Samarinda, infosatu.co – Kebijakan pemerintah dalam menetapkan Harga Eceran Tertinggi (HET) untuk komoditas beras, dinilai menjadi kendala serius dalam rantai produksi dan distribusi pangan.
H Nasir, salah satu distributor utama beras di Kota Samarinda, Kalimantan Timur (Kaltim) yang mengelola toko Hery Jaya NSR di Jalan Ulin, menyatakan bahwa penerapan HET justru menghambat gerak petani dan pelaku usaha, serta berdampak pada masyarakat secara luas.
“Dampaknya, petani enggan produksi karena terbentur HET. Kita yang distributor juga kena dampak, termasuk masyarakat,” ungkapnya saat ditemui di gudang distribusinya, Rabu, 23 Juli 2025.
Menurutnya, penetapan harga dari pemerintah pusat hingga daerah membatasi ruang gerak petani untuk menghasilkan beras berkualitas tinggi.
Ketentuan harga yang dipatok dari atas membuat nilai tambah dari hasil panen tidak lagi menarik bagi petani.
“Petani kehilangan semangat untuk tanam varietas unggul karena harganya nggak bisa mereka tentukan sendiri. Mereka merasa hasil jerih payahnya tidak dihargai,” ujarnya.
Situasi ini, lanjutnya, berdampak pada menurunnya pasokan yang bisa ia datangkan dari daerah produsen.
Jika sebelum ada kebijakan HET ia bisa mendatangkan sekitar 12.000 karung beras per minggu dari Sulawesi, kini jumlah itu turun drastis menjadi hanya 3.000 karung per minggu.
“Permintaan tetap tinggi. Saya punya pelanggan ratusan yang tersebar di sembilan kabupaten dan kota, semuanya teriak butuh beras. Tapi kita terbentur aturan karena harganya nggak sesuai dengan HET,” tegasnya.
Dia juga menanggapi isu beredarnya beras oplosan yang diklaim sebagai beras premium.
Ia menyayangkan jika ada pihak yang menuduh seluruh distributor melakukan praktik curang seperti itu.
“Saya tidak yakin ada distributor yang mau mengoplos mereknya. Kita membangun merek puluhan tahun, masa mau dirusak sendiri? Itu tindakan yang merusak reputasi,” katanya.
Lebih lanjut, ia menilai bahwa kebijakan HET perlu disusun dengan mempertimbangkan kondisi di lapangan, bukan sekadar berdasarkan angka statistik atau pertimbangan makroekonomi semata.
“Kita semua ingin harga stabil, tapi jangan sampai stabilitas itu membunuh pelaku usaha dan petani. Tanpa mereka, masyarakat tetap sulit mendapatkan beras,” tambahnya.

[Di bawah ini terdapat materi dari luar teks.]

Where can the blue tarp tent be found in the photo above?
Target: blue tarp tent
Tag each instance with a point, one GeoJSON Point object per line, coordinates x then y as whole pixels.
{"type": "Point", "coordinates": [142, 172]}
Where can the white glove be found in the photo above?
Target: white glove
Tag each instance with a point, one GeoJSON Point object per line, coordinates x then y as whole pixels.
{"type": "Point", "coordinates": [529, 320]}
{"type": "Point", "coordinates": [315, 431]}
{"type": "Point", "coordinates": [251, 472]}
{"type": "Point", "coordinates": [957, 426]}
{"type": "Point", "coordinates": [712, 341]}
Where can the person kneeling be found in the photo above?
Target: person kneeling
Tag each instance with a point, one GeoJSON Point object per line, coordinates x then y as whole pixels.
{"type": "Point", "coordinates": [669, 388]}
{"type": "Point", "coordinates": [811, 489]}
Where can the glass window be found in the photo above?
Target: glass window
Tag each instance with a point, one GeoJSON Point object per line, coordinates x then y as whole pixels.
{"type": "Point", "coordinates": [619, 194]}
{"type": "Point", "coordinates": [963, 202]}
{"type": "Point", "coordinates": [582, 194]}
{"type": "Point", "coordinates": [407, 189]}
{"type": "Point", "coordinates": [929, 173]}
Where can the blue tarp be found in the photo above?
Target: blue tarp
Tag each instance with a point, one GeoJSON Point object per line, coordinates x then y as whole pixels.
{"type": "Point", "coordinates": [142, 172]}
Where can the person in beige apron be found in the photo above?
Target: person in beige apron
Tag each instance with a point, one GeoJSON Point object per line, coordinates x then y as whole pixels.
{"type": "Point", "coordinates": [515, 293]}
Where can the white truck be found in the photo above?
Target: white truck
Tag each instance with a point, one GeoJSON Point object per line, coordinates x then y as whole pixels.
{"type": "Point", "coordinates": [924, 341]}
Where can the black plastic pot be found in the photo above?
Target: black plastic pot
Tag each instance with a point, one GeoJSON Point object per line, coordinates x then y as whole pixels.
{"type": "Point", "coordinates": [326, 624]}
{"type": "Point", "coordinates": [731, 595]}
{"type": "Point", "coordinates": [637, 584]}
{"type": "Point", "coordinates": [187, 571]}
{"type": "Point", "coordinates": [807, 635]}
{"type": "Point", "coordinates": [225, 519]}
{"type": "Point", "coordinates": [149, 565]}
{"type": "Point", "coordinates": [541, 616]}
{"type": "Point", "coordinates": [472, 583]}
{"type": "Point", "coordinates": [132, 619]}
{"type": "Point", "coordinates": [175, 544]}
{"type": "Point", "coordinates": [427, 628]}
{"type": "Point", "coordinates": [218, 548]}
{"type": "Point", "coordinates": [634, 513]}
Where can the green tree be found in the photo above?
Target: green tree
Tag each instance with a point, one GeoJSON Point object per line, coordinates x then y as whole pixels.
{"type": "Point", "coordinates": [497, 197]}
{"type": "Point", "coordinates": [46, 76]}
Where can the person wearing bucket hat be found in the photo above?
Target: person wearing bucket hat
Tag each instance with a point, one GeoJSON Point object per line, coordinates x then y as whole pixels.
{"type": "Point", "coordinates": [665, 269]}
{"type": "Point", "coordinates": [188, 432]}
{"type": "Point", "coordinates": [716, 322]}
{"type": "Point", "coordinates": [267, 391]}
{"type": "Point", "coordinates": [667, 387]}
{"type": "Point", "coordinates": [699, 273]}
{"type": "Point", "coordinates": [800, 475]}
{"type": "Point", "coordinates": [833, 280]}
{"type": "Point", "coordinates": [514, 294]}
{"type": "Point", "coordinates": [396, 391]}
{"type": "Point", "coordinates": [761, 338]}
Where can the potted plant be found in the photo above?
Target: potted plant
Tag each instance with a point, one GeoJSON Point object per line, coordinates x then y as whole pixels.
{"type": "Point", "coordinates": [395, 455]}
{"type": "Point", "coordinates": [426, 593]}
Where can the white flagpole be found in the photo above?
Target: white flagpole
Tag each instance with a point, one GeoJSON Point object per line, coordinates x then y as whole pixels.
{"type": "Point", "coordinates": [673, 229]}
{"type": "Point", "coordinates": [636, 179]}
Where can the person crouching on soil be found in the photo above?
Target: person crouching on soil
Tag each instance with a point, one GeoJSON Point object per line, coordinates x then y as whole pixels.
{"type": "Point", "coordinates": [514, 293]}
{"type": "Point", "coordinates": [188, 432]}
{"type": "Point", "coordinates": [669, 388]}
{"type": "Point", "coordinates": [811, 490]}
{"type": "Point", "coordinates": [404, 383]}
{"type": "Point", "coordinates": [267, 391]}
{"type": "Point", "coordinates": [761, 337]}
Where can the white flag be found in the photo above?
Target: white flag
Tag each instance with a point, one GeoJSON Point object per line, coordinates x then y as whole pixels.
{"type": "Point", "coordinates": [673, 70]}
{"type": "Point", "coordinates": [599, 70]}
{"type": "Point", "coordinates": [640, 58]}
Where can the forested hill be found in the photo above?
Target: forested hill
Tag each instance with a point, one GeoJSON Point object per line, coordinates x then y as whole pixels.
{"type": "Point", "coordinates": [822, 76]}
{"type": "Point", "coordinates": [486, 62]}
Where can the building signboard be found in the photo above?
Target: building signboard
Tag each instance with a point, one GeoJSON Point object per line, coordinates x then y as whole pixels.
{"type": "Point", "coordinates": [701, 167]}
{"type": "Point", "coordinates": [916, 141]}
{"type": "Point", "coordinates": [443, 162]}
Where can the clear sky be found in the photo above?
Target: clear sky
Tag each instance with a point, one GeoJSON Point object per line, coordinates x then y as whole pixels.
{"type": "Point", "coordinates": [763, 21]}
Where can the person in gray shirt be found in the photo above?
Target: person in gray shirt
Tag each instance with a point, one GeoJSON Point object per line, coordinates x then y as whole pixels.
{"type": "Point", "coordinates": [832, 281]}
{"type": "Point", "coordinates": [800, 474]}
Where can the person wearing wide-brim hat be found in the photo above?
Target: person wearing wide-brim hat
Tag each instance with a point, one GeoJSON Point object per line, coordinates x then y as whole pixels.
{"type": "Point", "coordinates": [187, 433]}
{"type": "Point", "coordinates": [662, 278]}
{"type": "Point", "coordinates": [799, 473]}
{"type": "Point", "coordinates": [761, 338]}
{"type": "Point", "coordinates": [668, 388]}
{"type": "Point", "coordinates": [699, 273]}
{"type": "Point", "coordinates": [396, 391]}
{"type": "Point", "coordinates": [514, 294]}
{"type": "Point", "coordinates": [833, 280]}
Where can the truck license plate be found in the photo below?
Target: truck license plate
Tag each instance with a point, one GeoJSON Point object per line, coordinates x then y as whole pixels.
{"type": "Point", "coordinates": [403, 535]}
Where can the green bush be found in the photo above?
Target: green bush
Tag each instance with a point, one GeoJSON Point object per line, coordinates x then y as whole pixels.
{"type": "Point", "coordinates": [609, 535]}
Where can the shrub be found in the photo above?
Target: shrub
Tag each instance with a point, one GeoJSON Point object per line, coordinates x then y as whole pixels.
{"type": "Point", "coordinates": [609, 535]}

Ia pun mendorong pemerintah untuk membuka ruang dialog dengan petani dan pelaku usaha agar kebijakan yang dibuat tidak menjadi penghambat distribusi pangan nasional.
Termasuk di dalamnya, dia menekankan pentingnya legalitas dan perlindungan terhadap merek-merek beras yang dibangun secara profesional oleh pelaku usaha.
“Saya minta pemerintah menyusun regulasi yang adil. Lindungi kami yang berusaha dengan benar,” tegasnya.
Sebagai informasi, Pemerintah Provinsi Kalimantan Timur juga telah mengatur HET beras sesuai dengan Peraturan Gubernur Kalimantan Timur Nomor 11 Tahun 2024 tentang Penetapan Harga Eceran Tertinggi Komoditas Strategis.
Berdasarkan regulasi tersebut, HET untuk beras medium di Kalimantan Timur ditetapkan sebesar Rp10.900 per kilogram, sementara beras premium sebesar Rp13.900 per kilogram.
Kebijakan ini diberlakukan untuk menjaga keterjangkauan harga bagi konsumen, khususnya di tengah ketidakpastian pasokan dan potensi fluktuasi harga di pasar global.
Namun, di sisi lain, pelaku usaha dan petani menilai perlu adanya fleksibilitas dalam kebijakan agar tidak merugikan pihak produsen maupun distributor.